HBase
HBase persists data into large files called HFiles, these are big in size (order of magnitude of hundreds of MB, or around GB).
When HBase wants to read, it first checks in the memstore if the data is in memory from a recent update or insertion, if that data is not in memory it will find the HFiles having a range of keys that could contain the data you want (only 1 file if you ran compactions).
An HFile contains many data blocks (the HBase blocks of 64kB by default), these blocks are small to allow for fast random access. And at the end of the file, there is an index referencing all these blocks (with the range of keys in the block and offset of the block in the file).
When first reading an HFile, the index is loaded and kept in memory for future accesses, then:
- HBase performs a binary search in the index (fast in memory) to locate the block that potentially contains the key you asked for
- Once the block is located, HBase can ask the filesystem to read this specific 64k block at this specific offset in the file, resulting in a single disk seek to load the data block you want to check.

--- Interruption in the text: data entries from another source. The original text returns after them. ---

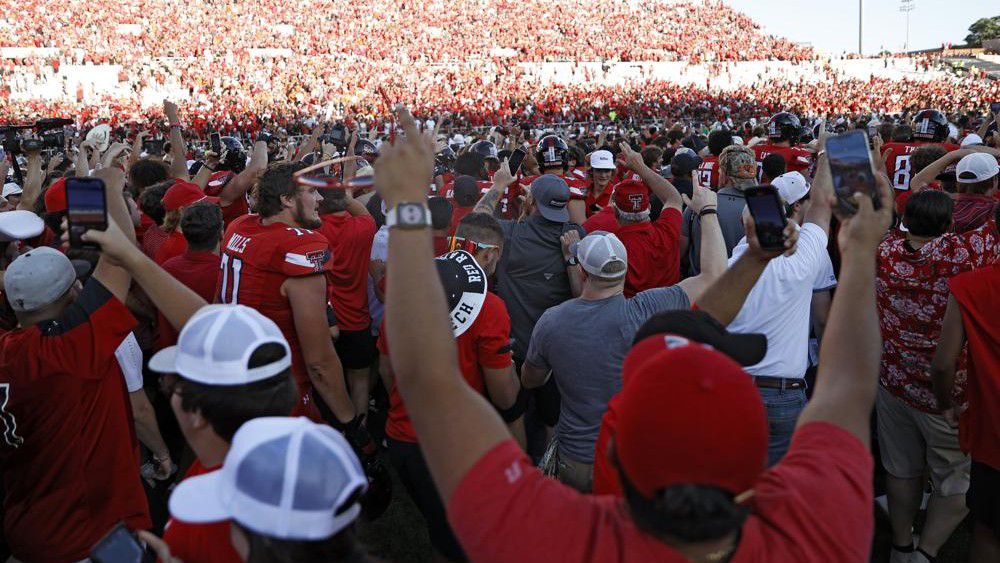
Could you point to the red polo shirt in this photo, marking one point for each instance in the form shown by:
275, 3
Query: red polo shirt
350, 241
199, 271
653, 252
978, 295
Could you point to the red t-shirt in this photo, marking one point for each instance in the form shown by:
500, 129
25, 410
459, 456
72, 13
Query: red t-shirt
256, 260
708, 172
68, 451
897, 161
152, 240
978, 295
236, 209
172, 247
797, 159
199, 271
654, 257
200, 543
486, 344
813, 506
350, 240
911, 288
603, 220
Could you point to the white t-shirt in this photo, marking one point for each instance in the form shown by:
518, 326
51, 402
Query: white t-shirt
779, 304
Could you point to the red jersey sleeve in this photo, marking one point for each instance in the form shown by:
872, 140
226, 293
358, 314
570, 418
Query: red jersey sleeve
303, 253
493, 341
825, 477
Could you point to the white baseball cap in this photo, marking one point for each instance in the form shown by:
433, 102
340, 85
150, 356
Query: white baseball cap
976, 167
971, 139
602, 160
215, 346
602, 254
10, 188
20, 225
284, 478
791, 186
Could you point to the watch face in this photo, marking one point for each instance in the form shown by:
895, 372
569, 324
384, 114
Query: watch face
411, 214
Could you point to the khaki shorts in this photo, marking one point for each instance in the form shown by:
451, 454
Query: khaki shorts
911, 441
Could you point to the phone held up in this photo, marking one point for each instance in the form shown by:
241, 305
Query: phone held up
121, 546
768, 214
851, 170
86, 209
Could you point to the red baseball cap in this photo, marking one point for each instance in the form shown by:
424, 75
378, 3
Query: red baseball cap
688, 414
182, 194
631, 196
55, 197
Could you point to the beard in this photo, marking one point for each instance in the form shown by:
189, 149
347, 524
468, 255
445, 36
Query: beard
303, 219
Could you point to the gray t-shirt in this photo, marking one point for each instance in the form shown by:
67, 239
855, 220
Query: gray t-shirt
531, 275
584, 344
731, 204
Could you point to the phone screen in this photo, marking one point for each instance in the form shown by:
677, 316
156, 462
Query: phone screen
86, 209
119, 546
851, 169
515, 160
768, 216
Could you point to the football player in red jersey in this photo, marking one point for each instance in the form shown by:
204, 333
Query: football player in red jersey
275, 263
708, 171
553, 155
930, 126
232, 177
783, 131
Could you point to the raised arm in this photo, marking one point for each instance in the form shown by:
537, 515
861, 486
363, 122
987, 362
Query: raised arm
502, 179
659, 185
456, 425
852, 344
238, 186
724, 298
178, 148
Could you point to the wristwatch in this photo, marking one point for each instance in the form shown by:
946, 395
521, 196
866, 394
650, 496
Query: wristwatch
408, 216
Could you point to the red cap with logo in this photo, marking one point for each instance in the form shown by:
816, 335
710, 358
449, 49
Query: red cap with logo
631, 196
183, 194
55, 197
688, 414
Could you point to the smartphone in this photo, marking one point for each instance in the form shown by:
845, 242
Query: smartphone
515, 159
86, 208
121, 546
153, 147
851, 169
768, 214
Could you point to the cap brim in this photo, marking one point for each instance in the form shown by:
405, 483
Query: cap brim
197, 499
164, 361
553, 214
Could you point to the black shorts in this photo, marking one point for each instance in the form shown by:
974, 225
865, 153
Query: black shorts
356, 348
983, 498
408, 461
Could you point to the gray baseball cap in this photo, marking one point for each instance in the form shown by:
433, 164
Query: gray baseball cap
602, 254
38, 278
551, 193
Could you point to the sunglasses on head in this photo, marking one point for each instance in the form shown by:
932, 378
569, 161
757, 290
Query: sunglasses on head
470, 246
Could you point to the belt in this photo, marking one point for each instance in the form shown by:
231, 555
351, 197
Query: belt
766, 382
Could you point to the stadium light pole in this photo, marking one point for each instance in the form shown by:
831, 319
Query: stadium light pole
907, 6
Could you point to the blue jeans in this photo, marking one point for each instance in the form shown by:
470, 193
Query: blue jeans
783, 408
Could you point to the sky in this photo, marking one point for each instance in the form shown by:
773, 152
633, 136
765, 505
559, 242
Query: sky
832, 25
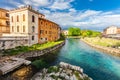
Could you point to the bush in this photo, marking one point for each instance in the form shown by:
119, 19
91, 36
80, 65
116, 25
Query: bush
53, 69
39, 64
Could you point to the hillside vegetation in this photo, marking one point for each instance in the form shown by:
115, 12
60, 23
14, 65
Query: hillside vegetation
107, 42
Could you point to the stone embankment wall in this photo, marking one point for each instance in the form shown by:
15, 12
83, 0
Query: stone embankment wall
109, 50
8, 43
39, 52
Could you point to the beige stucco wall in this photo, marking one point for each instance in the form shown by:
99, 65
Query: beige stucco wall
111, 30
27, 23
35, 24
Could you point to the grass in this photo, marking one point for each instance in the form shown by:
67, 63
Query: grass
77, 75
39, 64
22, 49
53, 69
107, 42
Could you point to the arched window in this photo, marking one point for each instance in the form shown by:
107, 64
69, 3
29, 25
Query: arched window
12, 28
17, 18
32, 37
17, 28
12, 18
23, 28
23, 17
33, 18
33, 29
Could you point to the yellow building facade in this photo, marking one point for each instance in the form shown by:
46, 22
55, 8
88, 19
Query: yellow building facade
4, 21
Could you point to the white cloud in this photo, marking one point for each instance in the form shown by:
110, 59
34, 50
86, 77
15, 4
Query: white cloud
61, 4
37, 3
89, 19
90, 0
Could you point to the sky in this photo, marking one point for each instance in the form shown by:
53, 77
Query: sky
85, 14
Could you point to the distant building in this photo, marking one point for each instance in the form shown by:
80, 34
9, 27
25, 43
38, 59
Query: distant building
26, 26
112, 31
48, 31
65, 32
4, 21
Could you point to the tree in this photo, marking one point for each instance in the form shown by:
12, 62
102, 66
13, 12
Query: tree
74, 31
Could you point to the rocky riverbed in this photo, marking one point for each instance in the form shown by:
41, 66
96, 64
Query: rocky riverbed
63, 71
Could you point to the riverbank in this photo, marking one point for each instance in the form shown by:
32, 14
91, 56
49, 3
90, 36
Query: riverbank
24, 49
63, 71
103, 47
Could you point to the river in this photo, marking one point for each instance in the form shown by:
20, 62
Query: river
96, 64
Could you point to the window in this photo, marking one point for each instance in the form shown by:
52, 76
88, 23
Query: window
41, 22
23, 17
41, 31
12, 18
17, 28
7, 15
33, 18
33, 29
32, 37
41, 38
23, 28
7, 23
46, 32
17, 18
12, 28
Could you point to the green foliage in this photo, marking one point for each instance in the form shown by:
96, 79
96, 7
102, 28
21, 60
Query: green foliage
53, 69
90, 33
22, 49
62, 37
77, 75
39, 64
83, 33
74, 31
107, 42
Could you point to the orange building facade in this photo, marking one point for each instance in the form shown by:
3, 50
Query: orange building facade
4, 21
47, 31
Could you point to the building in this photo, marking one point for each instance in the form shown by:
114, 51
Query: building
27, 27
48, 31
112, 31
24, 22
65, 32
4, 21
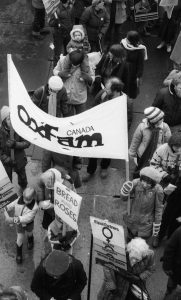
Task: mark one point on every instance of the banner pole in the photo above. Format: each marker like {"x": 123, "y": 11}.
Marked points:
{"x": 127, "y": 179}
{"x": 90, "y": 269}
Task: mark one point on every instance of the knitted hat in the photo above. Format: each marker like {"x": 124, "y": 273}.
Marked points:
{"x": 55, "y": 83}
{"x": 151, "y": 173}
{"x": 153, "y": 114}
{"x": 76, "y": 57}
{"x": 175, "y": 139}
{"x": 77, "y": 28}
{"x": 176, "y": 79}
{"x": 56, "y": 263}
{"x": 5, "y": 112}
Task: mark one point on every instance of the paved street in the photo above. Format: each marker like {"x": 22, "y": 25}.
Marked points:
{"x": 31, "y": 59}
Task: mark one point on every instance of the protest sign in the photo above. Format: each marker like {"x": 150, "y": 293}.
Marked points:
{"x": 66, "y": 204}
{"x": 108, "y": 244}
{"x": 51, "y": 6}
{"x": 98, "y": 132}
{"x": 145, "y": 10}
{"x": 7, "y": 189}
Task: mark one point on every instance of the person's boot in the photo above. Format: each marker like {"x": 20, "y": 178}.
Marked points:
{"x": 19, "y": 257}
{"x": 30, "y": 243}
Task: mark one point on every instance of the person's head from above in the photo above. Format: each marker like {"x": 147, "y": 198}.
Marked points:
{"x": 149, "y": 177}
{"x": 76, "y": 57}
{"x": 5, "y": 116}
{"x": 29, "y": 195}
{"x": 117, "y": 53}
{"x": 56, "y": 264}
{"x": 175, "y": 142}
{"x": 114, "y": 87}
{"x": 133, "y": 38}
{"x": 176, "y": 83}
{"x": 137, "y": 249}
{"x": 55, "y": 84}
{"x": 98, "y": 4}
{"x": 154, "y": 116}
{"x": 177, "y": 66}
{"x": 77, "y": 34}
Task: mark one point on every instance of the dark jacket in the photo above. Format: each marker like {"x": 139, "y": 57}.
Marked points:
{"x": 95, "y": 22}
{"x": 79, "y": 6}
{"x": 5, "y": 151}
{"x": 40, "y": 99}
{"x": 172, "y": 256}
{"x": 64, "y": 22}
{"x": 69, "y": 285}
{"x": 170, "y": 104}
{"x": 106, "y": 68}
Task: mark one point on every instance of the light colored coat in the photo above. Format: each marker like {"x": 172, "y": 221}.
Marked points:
{"x": 146, "y": 209}
{"x": 142, "y": 137}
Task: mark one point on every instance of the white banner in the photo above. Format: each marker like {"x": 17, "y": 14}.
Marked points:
{"x": 7, "y": 189}
{"x": 67, "y": 204}
{"x": 98, "y": 132}
{"x": 50, "y": 6}
{"x": 109, "y": 244}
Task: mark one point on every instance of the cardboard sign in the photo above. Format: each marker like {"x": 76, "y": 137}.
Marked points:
{"x": 67, "y": 204}
{"x": 51, "y": 6}
{"x": 145, "y": 10}
{"x": 7, "y": 189}
{"x": 109, "y": 244}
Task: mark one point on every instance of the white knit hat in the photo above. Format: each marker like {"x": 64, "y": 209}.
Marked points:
{"x": 5, "y": 112}
{"x": 153, "y": 114}
{"x": 55, "y": 83}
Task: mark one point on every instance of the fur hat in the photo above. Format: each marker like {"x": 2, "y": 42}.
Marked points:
{"x": 176, "y": 79}
{"x": 55, "y": 83}
{"x": 5, "y": 112}
{"x": 76, "y": 57}
{"x": 77, "y": 28}
{"x": 151, "y": 173}
{"x": 153, "y": 114}
{"x": 175, "y": 139}
{"x": 56, "y": 263}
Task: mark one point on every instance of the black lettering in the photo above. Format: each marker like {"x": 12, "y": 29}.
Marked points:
{"x": 89, "y": 140}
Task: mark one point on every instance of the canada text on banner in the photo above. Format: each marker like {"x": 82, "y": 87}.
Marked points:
{"x": 98, "y": 132}
{"x": 66, "y": 204}
{"x": 145, "y": 10}
{"x": 51, "y": 6}
{"x": 7, "y": 189}
{"x": 108, "y": 244}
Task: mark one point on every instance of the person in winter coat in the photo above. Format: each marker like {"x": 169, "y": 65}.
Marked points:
{"x": 95, "y": 20}
{"x": 12, "y": 154}
{"x": 148, "y": 136}
{"x": 79, "y": 7}
{"x": 112, "y": 90}
{"x": 121, "y": 284}
{"x": 168, "y": 99}
{"x": 25, "y": 209}
{"x": 172, "y": 262}
{"x": 136, "y": 55}
{"x": 112, "y": 64}
{"x": 146, "y": 204}
{"x": 169, "y": 27}
{"x": 59, "y": 276}
{"x": 167, "y": 160}
{"x": 52, "y": 98}
{"x": 62, "y": 22}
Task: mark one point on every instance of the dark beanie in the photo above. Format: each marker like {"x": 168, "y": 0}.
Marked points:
{"x": 56, "y": 263}
{"x": 175, "y": 139}
{"x": 76, "y": 57}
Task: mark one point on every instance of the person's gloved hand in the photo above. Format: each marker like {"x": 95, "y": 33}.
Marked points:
{"x": 11, "y": 143}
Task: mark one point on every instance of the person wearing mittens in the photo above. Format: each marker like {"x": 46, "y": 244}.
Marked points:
{"x": 146, "y": 210}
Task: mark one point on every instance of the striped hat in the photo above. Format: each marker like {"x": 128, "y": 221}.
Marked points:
{"x": 153, "y": 114}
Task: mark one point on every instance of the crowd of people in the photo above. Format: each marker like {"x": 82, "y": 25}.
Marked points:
{"x": 81, "y": 28}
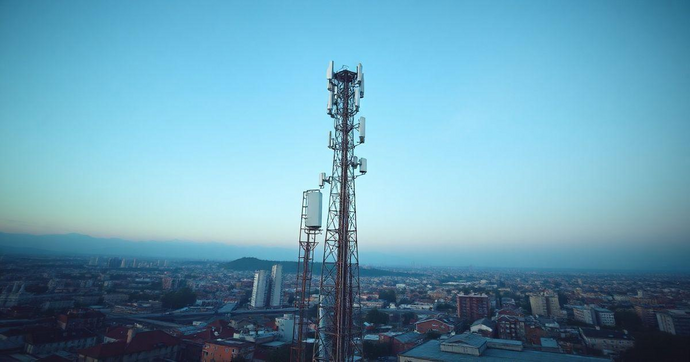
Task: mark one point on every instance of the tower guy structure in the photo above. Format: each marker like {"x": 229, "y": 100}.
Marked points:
{"x": 339, "y": 315}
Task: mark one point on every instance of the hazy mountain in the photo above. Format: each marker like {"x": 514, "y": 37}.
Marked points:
{"x": 250, "y": 264}
{"x": 77, "y": 244}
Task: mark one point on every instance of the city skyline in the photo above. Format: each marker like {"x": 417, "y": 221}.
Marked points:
{"x": 498, "y": 136}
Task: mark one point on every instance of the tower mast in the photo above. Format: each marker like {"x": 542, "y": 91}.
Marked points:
{"x": 339, "y": 317}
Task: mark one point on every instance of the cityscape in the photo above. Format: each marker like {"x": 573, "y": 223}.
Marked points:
{"x": 526, "y": 198}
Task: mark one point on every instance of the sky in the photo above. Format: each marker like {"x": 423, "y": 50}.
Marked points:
{"x": 498, "y": 133}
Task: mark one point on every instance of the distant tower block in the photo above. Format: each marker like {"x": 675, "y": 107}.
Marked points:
{"x": 260, "y": 289}
{"x": 276, "y": 286}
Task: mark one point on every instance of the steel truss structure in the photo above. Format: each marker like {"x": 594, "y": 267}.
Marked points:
{"x": 339, "y": 331}
{"x": 305, "y": 262}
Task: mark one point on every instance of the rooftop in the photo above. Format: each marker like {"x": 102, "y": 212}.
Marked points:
{"x": 431, "y": 351}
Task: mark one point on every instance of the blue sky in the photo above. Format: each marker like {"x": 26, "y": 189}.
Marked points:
{"x": 492, "y": 126}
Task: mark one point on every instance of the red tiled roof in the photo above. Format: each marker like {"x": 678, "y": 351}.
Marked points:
{"x": 119, "y": 333}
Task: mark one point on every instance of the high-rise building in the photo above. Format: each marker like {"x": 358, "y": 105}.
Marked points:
{"x": 286, "y": 327}
{"x": 473, "y": 306}
{"x": 114, "y": 262}
{"x": 584, "y": 314}
{"x": 604, "y": 316}
{"x": 553, "y": 306}
{"x": 538, "y": 304}
{"x": 674, "y": 321}
{"x": 545, "y": 305}
{"x": 260, "y": 290}
{"x": 276, "y": 286}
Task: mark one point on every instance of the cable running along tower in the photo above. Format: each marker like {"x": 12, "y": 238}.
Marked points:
{"x": 339, "y": 331}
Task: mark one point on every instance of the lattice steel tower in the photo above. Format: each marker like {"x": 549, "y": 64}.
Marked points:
{"x": 339, "y": 331}
{"x": 310, "y": 227}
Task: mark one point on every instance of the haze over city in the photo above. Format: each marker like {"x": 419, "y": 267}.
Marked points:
{"x": 501, "y": 136}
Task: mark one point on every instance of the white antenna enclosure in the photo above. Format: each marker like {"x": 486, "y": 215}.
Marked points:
{"x": 329, "y": 107}
{"x": 329, "y": 71}
{"x": 362, "y": 129}
{"x": 314, "y": 212}
{"x": 356, "y": 101}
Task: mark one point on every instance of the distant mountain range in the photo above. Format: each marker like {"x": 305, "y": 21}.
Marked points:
{"x": 251, "y": 264}
{"x": 78, "y": 244}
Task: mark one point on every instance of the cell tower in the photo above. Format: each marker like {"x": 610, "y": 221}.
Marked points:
{"x": 339, "y": 314}
{"x": 310, "y": 226}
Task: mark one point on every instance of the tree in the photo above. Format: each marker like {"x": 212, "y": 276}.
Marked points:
{"x": 376, "y": 317}
{"x": 388, "y": 295}
{"x": 179, "y": 298}
{"x": 279, "y": 354}
{"x": 408, "y": 317}
{"x": 658, "y": 346}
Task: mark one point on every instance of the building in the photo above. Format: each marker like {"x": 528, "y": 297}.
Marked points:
{"x": 538, "y": 304}
{"x": 676, "y": 322}
{"x": 553, "y": 305}
{"x": 227, "y": 351}
{"x": 260, "y": 289}
{"x": 114, "y": 262}
{"x": 606, "y": 340}
{"x": 81, "y": 318}
{"x": 604, "y": 317}
{"x": 286, "y": 327}
{"x": 169, "y": 283}
{"x": 545, "y": 305}
{"x": 473, "y": 306}
{"x": 485, "y": 326}
{"x": 440, "y": 325}
{"x": 46, "y": 342}
{"x": 510, "y": 327}
{"x": 401, "y": 341}
{"x": 584, "y": 314}
{"x": 471, "y": 347}
{"x": 141, "y": 346}
{"x": 276, "y": 286}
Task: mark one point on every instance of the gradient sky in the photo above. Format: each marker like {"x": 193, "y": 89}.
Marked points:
{"x": 492, "y": 126}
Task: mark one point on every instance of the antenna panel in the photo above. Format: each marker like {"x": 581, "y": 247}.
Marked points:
{"x": 329, "y": 71}
{"x": 314, "y": 212}
{"x": 356, "y": 101}
{"x": 362, "y": 129}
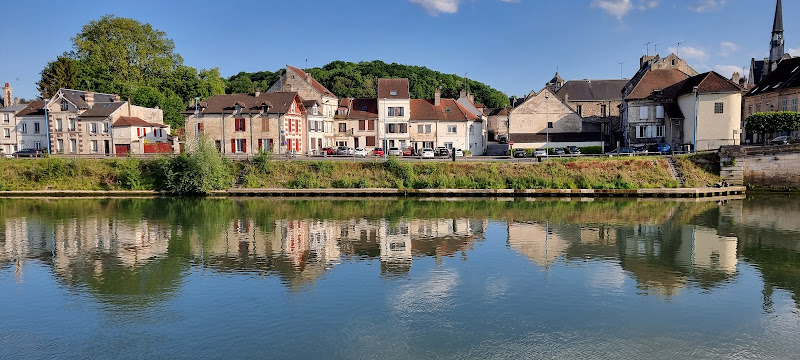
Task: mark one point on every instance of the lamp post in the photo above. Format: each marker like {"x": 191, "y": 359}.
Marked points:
{"x": 696, "y": 96}
{"x": 547, "y": 119}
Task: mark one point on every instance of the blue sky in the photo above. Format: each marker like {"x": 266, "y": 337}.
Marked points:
{"x": 512, "y": 45}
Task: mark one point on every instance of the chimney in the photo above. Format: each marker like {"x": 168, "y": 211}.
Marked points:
{"x": 89, "y": 98}
{"x": 7, "y": 96}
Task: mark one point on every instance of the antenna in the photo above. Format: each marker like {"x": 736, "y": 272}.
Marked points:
{"x": 648, "y": 47}
{"x": 678, "y": 51}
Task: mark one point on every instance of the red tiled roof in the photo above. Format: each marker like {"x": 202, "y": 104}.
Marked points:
{"x": 426, "y": 110}
{"x": 134, "y": 121}
{"x": 387, "y": 86}
{"x": 655, "y": 80}
{"x": 317, "y": 86}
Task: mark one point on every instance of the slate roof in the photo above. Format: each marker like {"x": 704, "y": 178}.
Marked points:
{"x": 103, "y": 109}
{"x": 707, "y": 83}
{"x": 314, "y": 83}
{"x": 426, "y": 110}
{"x": 34, "y": 108}
{"x": 386, "y": 86}
{"x": 592, "y": 90}
{"x": 655, "y": 80}
{"x": 785, "y": 76}
{"x": 134, "y": 121}
{"x": 78, "y": 97}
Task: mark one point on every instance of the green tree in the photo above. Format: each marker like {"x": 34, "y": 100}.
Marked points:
{"x": 61, "y": 73}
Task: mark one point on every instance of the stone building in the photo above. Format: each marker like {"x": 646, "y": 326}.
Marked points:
{"x": 778, "y": 91}
{"x": 247, "y": 124}
{"x": 297, "y": 80}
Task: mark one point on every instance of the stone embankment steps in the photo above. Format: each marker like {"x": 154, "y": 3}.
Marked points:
{"x": 673, "y": 168}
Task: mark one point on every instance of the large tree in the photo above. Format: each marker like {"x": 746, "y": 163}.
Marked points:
{"x": 61, "y": 73}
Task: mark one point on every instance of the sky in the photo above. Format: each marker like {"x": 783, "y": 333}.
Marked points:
{"x": 514, "y": 46}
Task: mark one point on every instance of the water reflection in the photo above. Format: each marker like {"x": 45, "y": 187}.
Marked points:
{"x": 136, "y": 250}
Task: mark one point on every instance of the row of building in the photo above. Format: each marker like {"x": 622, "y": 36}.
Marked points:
{"x": 82, "y": 122}
{"x": 298, "y": 114}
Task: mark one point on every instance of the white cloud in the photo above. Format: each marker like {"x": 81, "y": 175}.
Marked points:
{"x": 727, "y": 70}
{"x": 707, "y": 5}
{"x": 434, "y": 7}
{"x": 620, "y": 8}
{"x": 689, "y": 52}
{"x": 727, "y": 48}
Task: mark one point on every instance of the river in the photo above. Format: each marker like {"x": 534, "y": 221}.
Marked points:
{"x": 399, "y": 279}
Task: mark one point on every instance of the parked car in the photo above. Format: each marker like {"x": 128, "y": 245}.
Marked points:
{"x": 621, "y": 151}
{"x": 28, "y": 153}
{"x": 661, "y": 148}
{"x": 781, "y": 140}
{"x": 639, "y": 149}
{"x": 573, "y": 150}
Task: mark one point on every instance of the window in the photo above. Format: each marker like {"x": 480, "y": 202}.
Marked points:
{"x": 644, "y": 112}
{"x": 239, "y": 125}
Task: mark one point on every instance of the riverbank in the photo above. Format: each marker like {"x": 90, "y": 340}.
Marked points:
{"x": 54, "y": 174}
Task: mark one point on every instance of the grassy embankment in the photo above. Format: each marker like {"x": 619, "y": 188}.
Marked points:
{"x": 191, "y": 174}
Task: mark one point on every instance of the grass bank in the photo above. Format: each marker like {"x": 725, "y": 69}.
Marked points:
{"x": 192, "y": 174}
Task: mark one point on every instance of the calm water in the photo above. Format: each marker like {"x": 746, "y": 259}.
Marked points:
{"x": 310, "y": 279}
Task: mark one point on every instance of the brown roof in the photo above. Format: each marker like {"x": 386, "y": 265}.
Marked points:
{"x": 314, "y": 83}
{"x": 426, "y": 110}
{"x": 655, "y": 80}
{"x": 398, "y": 87}
{"x": 34, "y": 108}
{"x": 134, "y": 121}
{"x": 710, "y": 82}
{"x": 103, "y": 109}
{"x": 363, "y": 109}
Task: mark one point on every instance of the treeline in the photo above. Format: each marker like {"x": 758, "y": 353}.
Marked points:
{"x": 123, "y": 56}
{"x": 359, "y": 80}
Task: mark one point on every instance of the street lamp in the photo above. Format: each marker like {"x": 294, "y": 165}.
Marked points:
{"x": 696, "y": 95}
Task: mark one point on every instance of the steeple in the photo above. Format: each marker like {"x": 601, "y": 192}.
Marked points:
{"x": 776, "y": 44}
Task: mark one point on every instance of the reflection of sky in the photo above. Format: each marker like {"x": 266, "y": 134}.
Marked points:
{"x": 496, "y": 301}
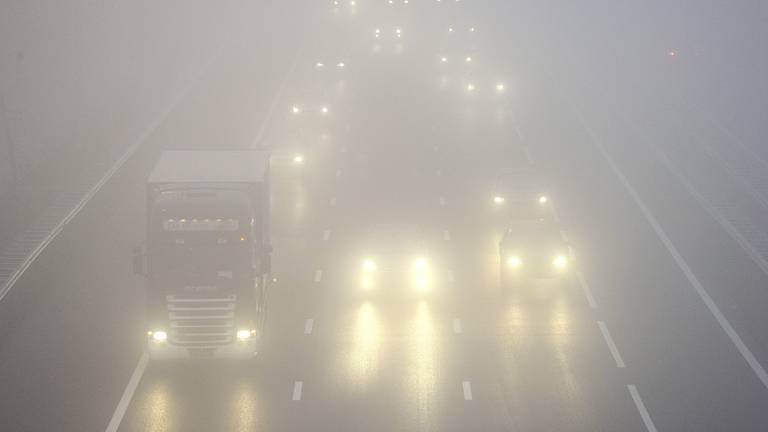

- The loaded 64k HBase block will be searched for the key you asked, and the key-value returned if it exists
If you have small HBase blocks, you’ll have more efficient disk usage when performing random accesses, but it will increase the index size and the memory needs.
HDFS
All the file system accesses are executed by HDFS which has blocks (64MB by default). In HDFS the blocks are used for distribution and data locality, which means that a file of 1GB will be splitted in 64MB chunks to be distributed and replicated. These blocks are big because to ensure that batch processing time is not only spent in disk seeks, as the data is contiguous in that chunk.
Conclusion
HBase blocks and HDFS blocks are different things:
- HBase blocks are the unit of indexing (as well as caching and compression) in HBase and allow for fast random access
- HDFS blocks are the unit of the filesystem distribution and data locality
The tuning of the HDFS block size compared to your HBase parameters and your needs will have performance impacts, but this is a more subtle matter.